14 April 2013
|Entrance||At the Lamb's high feast|
|Penitential Rite||Lux et origo (mtgf)|
|Gloria||Mass of Wisdom (Stephen Janco)|
|Psalm 29||I will praise you, Lord (Paul Inwood)|
|Gospel Acclamation||Celtic (O'Carroll/Walker)|
|Preparation of Gifts||I have seen the Lord (Bob Hurd)|
|Eucharistic Acclamations||Mass of Wisdom (Stephen Janco)|
|Lamb of God||Lux et origo (mtgf)|
|Communion Antiphon||Jesus said to his disciples (mtgf)|
|Communion||I received the living God (Anonymous arr. Proulx)|
|Final||Forth in the peace of Christ|
I have been meaning to use At the Lamb's high feast for a number of years as it is a good strong hymn, text and music. which people should know. So this morning we did. Not that many knew it and as is then often the case the people were tentative in their responses up to the Liturgy of the Word.

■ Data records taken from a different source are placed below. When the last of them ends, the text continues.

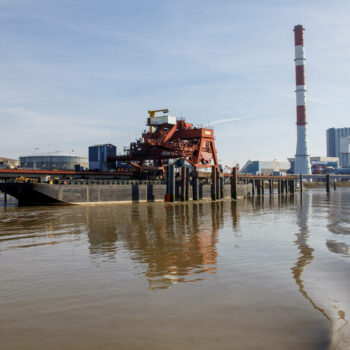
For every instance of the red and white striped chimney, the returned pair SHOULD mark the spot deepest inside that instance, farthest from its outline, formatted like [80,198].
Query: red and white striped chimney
[302,162]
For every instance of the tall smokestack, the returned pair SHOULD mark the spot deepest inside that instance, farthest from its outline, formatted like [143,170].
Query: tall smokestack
[302,161]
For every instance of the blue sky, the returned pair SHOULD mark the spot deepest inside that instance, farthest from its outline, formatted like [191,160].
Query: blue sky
[76,73]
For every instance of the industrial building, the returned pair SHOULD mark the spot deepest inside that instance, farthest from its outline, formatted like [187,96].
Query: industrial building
[338,145]
[319,164]
[98,155]
[263,167]
[9,163]
[54,162]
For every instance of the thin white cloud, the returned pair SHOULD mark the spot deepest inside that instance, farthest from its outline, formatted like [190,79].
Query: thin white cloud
[234,119]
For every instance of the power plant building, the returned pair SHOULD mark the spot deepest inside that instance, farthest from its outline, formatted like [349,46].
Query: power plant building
[338,145]
[54,162]
[98,155]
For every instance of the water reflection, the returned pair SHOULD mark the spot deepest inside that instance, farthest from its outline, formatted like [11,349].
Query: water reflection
[328,299]
[305,252]
[176,243]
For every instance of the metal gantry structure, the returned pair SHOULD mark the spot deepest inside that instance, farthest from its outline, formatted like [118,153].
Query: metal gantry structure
[170,139]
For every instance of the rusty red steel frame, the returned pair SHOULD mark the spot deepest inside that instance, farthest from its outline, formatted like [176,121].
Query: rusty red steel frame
[171,141]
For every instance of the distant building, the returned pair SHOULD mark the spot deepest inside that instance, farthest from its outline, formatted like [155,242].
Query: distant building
[263,167]
[98,155]
[54,162]
[9,163]
[319,165]
[338,145]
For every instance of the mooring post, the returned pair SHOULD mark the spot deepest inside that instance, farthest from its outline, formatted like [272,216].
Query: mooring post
[167,181]
[291,186]
[301,183]
[222,186]
[328,183]
[234,180]
[195,188]
[213,183]
[253,187]
[172,183]
[218,194]
[183,184]
[187,191]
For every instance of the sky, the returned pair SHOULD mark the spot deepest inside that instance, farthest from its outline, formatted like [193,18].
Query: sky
[84,72]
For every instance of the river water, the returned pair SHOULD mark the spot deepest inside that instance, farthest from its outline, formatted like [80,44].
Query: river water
[269,273]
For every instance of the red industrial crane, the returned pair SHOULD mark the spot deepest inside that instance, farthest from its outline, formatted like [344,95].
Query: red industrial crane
[169,138]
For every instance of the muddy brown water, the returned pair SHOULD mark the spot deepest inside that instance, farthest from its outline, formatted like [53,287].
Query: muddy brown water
[271,273]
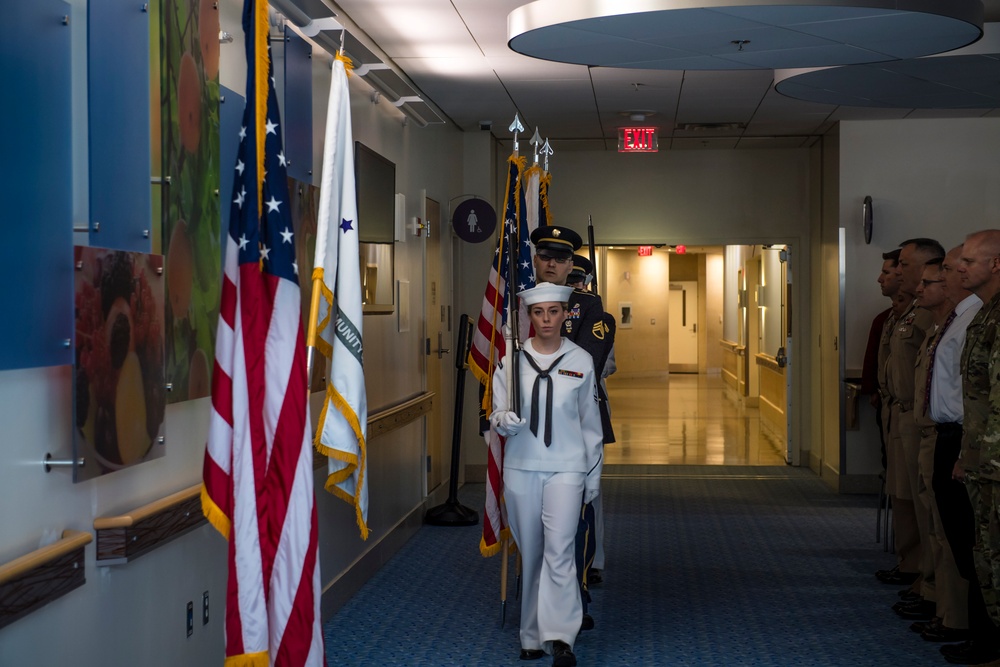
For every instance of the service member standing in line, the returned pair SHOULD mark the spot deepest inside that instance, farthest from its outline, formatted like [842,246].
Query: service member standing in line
[960,603]
[979,461]
[552,465]
[936,400]
[871,369]
[585,326]
[903,444]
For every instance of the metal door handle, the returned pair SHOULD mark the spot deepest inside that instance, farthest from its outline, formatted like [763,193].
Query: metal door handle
[441,350]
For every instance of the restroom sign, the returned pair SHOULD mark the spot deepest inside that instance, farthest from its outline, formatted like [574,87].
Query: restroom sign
[637,140]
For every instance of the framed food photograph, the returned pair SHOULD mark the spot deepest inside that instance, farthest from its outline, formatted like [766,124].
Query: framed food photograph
[119,388]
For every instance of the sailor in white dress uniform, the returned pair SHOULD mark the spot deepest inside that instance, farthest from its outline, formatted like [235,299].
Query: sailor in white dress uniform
[552,465]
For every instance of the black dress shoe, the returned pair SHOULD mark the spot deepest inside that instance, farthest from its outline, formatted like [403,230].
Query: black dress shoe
[971,652]
[943,633]
[921,627]
[919,611]
[562,655]
[905,604]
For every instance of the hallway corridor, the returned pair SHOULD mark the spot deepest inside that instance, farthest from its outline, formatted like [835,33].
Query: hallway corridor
[685,419]
[709,562]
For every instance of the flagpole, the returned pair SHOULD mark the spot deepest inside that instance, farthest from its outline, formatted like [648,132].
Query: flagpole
[505,555]
[311,330]
[514,377]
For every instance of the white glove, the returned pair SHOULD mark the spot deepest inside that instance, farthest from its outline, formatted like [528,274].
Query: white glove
[507,423]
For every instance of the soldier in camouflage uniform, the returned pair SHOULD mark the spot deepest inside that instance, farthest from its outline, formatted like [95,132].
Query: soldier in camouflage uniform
[979,462]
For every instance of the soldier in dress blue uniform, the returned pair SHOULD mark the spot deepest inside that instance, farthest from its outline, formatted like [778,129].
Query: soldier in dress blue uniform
[580,277]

I found it surprising that this Gospel has not inspired more settings (whereas Emmaus in another year…).
The Lamb of God (and Penitential Act) is based on the chant Mass Lux et origo. As an experiment for the first invocation I sang the chant. We talked about beforehand whether it should come first or in between. In between might have thrown the congregation (and we had already done that once). In some ways it acted as an introduction which gave time for the priest to get to the altar for the breaking of bread. I suspect that in many places there is a mismatch between the length of the music (however short) and the action it is meant to cover.